Vascular endothelial cells (ECs) are constantly exposed to blood flow‐induced shear stress. This shear flow increases the expression of endothelial nitric oxide synthase (eNOS), as well as its activity to produce nitric oxide (NO). Recent study suggests that NO similar to H 2 O 2 , as a second messenger to regulate signaling through S‐nitrosylation of catalytic Cys residue in protein tyrosine phosphatases (PTPs). Present study is studying the S‐nitorsylation of PTP in ECs under flow. Src homolog‐2 domain‐containing protein tyrosine phosphatase (SHP2) is an important PTP participating in various signaling pathways. ECs exposed to laminar flow as well as to SNAP (NO donor) pretreatment, lead to a transient inhibition of SHP2 activities mediated by S‐nitrosylation of SHP2. L‐NAME (eNOS inhibitor) pretreatment of ECs exposed to flow, significantly reduced this S‐nitrosylation of SHP2. In contrast, ECs treating with am inhibitor to NADPH oxidase (DPI) to decrease intracellular ROS level were shown to have an increased S‐nitrosylation of SHP2. Consistently, ECs exposed to H 2 O 2 increased the oxidative modification of SHP2 concurrently with a decrease of S‐nitrosylation of SHP2. Utilizing biotin switch method, ECs over‐expressed SHP2 mutant (SHP2 C459S ) abolished the S‐nitrosylation in SHP2 as compared to those wild type controls.

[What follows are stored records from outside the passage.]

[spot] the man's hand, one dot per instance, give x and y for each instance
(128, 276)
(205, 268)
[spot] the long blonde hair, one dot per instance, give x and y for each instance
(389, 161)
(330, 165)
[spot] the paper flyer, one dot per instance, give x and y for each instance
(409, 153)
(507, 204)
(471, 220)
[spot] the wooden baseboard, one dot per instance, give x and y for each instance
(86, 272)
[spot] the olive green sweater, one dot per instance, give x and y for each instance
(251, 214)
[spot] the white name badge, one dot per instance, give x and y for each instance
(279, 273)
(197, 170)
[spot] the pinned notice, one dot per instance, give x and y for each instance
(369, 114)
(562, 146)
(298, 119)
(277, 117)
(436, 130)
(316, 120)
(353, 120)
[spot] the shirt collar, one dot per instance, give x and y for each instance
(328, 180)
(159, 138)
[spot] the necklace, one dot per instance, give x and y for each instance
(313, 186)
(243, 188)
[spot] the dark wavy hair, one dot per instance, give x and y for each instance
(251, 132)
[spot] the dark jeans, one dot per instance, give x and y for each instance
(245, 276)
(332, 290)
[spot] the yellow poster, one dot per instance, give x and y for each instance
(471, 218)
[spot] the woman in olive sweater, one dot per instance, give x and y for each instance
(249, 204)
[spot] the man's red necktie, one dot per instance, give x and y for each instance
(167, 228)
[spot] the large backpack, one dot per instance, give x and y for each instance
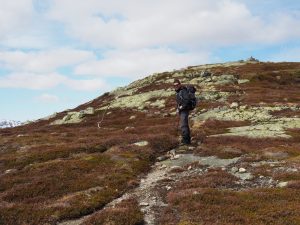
(187, 97)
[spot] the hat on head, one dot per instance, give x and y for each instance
(176, 81)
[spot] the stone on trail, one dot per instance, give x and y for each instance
(141, 143)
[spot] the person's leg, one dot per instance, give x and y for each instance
(184, 125)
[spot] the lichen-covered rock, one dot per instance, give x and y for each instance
(71, 117)
(243, 81)
(49, 117)
(224, 79)
(271, 129)
(140, 101)
(88, 111)
(141, 143)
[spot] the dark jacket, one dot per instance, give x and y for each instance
(181, 94)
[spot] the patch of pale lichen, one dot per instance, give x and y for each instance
(140, 101)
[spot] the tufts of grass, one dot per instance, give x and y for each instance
(126, 212)
(211, 206)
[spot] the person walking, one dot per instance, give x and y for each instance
(186, 101)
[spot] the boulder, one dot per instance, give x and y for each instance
(141, 143)
(88, 111)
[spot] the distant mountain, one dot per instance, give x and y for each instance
(9, 123)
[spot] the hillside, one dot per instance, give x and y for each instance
(243, 166)
(9, 123)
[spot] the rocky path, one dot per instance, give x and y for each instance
(154, 187)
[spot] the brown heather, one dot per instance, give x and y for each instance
(67, 171)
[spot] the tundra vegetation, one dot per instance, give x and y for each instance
(65, 167)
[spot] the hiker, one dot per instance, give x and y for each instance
(186, 101)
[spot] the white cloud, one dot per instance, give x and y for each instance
(139, 63)
(48, 98)
(87, 85)
(31, 80)
(288, 55)
(46, 81)
(43, 61)
(15, 17)
(191, 24)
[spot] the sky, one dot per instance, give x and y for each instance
(58, 54)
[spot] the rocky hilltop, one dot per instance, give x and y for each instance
(116, 159)
(9, 123)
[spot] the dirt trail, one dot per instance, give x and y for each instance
(153, 188)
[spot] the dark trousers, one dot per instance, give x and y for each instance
(184, 126)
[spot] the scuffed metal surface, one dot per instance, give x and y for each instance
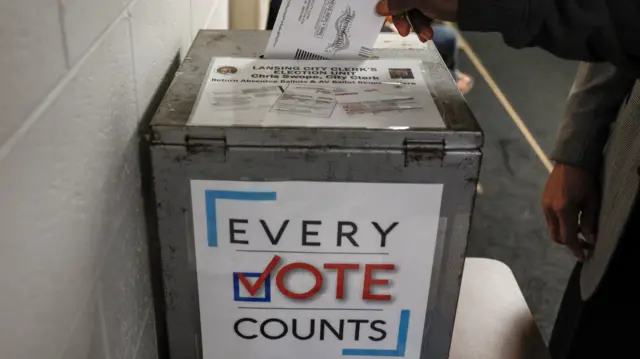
(260, 154)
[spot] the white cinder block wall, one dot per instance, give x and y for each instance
(75, 78)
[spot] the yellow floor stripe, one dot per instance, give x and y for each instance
(464, 45)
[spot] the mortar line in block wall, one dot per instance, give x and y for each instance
(133, 60)
(65, 45)
(216, 4)
(36, 114)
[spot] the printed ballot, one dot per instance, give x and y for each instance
(324, 30)
(316, 93)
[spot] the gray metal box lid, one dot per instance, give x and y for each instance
(169, 126)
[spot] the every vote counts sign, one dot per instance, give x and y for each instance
(313, 269)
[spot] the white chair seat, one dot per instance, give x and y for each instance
(493, 320)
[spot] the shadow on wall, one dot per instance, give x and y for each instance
(150, 210)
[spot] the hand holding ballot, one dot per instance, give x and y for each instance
(418, 14)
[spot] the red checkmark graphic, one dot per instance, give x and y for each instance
(253, 289)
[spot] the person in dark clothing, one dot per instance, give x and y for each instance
(591, 198)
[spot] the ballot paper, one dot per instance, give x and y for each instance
(324, 29)
(316, 93)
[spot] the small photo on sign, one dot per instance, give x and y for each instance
(401, 74)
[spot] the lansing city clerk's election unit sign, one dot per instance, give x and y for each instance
(313, 270)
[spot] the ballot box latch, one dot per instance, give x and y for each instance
(423, 151)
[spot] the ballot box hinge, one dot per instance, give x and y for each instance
(423, 151)
(211, 145)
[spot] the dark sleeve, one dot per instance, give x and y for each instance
(585, 30)
(595, 98)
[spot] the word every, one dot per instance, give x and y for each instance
(345, 231)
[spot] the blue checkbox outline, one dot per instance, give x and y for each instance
(236, 288)
(400, 346)
(210, 203)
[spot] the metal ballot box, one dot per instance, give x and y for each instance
(311, 238)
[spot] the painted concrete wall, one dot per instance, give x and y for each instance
(76, 78)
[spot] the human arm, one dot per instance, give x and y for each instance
(585, 30)
(571, 199)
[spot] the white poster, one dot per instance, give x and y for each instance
(313, 270)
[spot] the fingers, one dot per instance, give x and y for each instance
(421, 25)
(402, 24)
(568, 220)
(589, 219)
(553, 225)
(394, 7)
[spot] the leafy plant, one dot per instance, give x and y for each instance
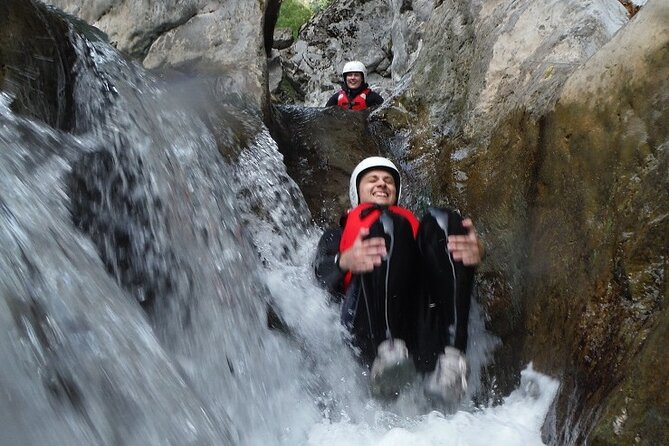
(295, 13)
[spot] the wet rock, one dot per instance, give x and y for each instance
(283, 38)
(36, 72)
(195, 36)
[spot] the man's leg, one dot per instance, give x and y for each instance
(445, 301)
(384, 299)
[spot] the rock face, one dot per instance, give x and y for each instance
(192, 36)
(47, 93)
(553, 137)
(382, 35)
(543, 120)
(546, 122)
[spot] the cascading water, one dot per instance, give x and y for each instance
(137, 266)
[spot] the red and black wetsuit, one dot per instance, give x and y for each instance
(419, 294)
(355, 99)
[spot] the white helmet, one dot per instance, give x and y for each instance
(373, 162)
(354, 67)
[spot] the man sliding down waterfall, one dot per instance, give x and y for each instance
(405, 285)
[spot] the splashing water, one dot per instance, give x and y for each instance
(137, 265)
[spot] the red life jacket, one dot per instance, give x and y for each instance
(355, 222)
(359, 102)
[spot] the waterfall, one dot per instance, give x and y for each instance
(140, 254)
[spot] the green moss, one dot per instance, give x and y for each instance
(295, 13)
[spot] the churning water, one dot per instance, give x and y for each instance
(137, 266)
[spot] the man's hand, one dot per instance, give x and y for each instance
(466, 248)
(364, 255)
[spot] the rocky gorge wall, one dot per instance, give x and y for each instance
(546, 122)
(543, 120)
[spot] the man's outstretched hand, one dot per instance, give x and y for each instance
(363, 255)
(466, 248)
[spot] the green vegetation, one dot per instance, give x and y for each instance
(295, 13)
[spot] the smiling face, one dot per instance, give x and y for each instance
(353, 79)
(378, 186)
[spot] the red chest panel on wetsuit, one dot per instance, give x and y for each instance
(355, 222)
(359, 102)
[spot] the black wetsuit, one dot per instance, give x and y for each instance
(427, 298)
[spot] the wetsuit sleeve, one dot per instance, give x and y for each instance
(327, 272)
(333, 100)
(374, 99)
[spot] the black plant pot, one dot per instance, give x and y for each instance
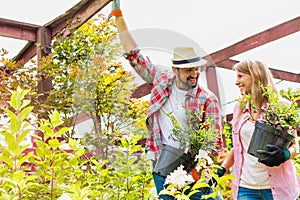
(265, 134)
(170, 159)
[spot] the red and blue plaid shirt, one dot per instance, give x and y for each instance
(197, 99)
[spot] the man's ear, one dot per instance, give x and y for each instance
(174, 69)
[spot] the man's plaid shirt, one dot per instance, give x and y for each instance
(197, 99)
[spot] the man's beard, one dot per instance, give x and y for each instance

This result indicates SHP2 is predominantly S‐nitrosylated at catalytic Cys‐459 in ECs under laminar flow. Our results suggest that H 2 O 2 and NO compete to react to catalytic Cys residue in PTP. S‐nitrosylation of catalytic Cys residue in PTP may protect it from H 2 O 2 ‐induced irreversible oxidation. The reversible S‐nitrosylation of PTP may play an important role in regulating endothelial responses to various stimuli under flow condition.